Por Francisco Tijerina Elguezabal

Una mentira es como una bola de nieve; cuanto más rueda, más grande se vuelve. Martin Lutero

Conozco a Andrés Mijes, el alcalde de Escobedo, desde hace muchos años. Me ha tocado atestiguar su paso por el servicio público en distintos cargos y lo he visto desarrollarse en distintas posiciones, por lo que no tengo empacho en decir que es un hombre trabajador, disciplinado, que le gustan los retos y sabe dar resultados.

Su ascenso a la alcaldía de Escobedo no le ha llegado en el mejor momento por las circunstancias que privan no sólo en Nuevo León, sino en el mundo entero; el Covid-19 vino a modificar el escenario y encima vivimos el drama de no contar con agua, lo que provoca que toda la atención se enfoque en resolver la crisis.

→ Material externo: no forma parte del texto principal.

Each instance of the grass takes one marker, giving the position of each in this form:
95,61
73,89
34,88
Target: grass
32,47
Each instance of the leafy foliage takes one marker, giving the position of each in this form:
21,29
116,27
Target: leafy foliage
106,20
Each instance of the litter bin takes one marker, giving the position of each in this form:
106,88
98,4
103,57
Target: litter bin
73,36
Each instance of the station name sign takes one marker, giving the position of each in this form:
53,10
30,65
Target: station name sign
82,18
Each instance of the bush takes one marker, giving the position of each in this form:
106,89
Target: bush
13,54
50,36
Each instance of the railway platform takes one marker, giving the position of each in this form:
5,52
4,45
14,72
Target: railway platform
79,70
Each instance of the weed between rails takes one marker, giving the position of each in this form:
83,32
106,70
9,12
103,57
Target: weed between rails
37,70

Y a pesar de lo anterior, además de la inseguridad y el transporte, la vida sigue y es necesario que los gobiernos continúen brindando servicios y sigan trabajando como lo ha estado haciendo Mijes, además de la mayor parte de los alcaldes de Nuevo León.

Por lo anterior y también porque sé que es un hombre serio, me extrañó sobremanera el observar ayer una “encuesta” patito, chafa, ramplona, sin sustancia y mucho menos sustento, que lo ubica como el edil mejor evaluado en la zona metropolitana.

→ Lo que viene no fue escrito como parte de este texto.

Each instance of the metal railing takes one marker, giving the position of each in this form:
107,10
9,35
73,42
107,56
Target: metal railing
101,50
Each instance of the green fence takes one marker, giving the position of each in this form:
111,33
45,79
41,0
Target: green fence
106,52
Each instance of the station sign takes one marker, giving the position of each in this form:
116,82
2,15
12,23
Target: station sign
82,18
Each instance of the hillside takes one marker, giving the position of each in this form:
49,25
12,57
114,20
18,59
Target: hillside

El ”sondeo” carece de regir científico, no indica su metodología y monta todo un vodevil en la óptica y conveniencia de quien la instrumentó evidentemente sólo en su cabeza, pero pensando con su estómago y su hígado.

Flaco favor le hacen a Andrés Mijes al publicarle así porque da la impresión de que él ordena y paga por esos panfletos y créame que no lo necesita, porque por él bien pueden hablar los resultados, sus acciones, su trabajo cotidiano, su disciplina y esfuerzo.

No, Mijes no está en primer lugar entre los alcaldes, pero tampoco está muy lejos de esa posición. Si sigue como hasta ahora se ubicará entre los primeros cuando toque decidir si buscará la reelección, pero lo último que requiere ahora es de este tipo de “encuestas”, que lejos de allanarle el camino le colocan enormes obstáculos ante la opinión pública al modificar la percepción que de él tienen los ciudadanos y esa, es mucho más difícil de cambiar cuando se ha vuelto en contra por permitir se publiquen “encuestas balinas”.

Mijes tiene que cuidarse y ordenar a los encargados de esa labor que cumplan con su función y lo cuiden, si quiere seguir bien colocado y escalando posiciones de verdad.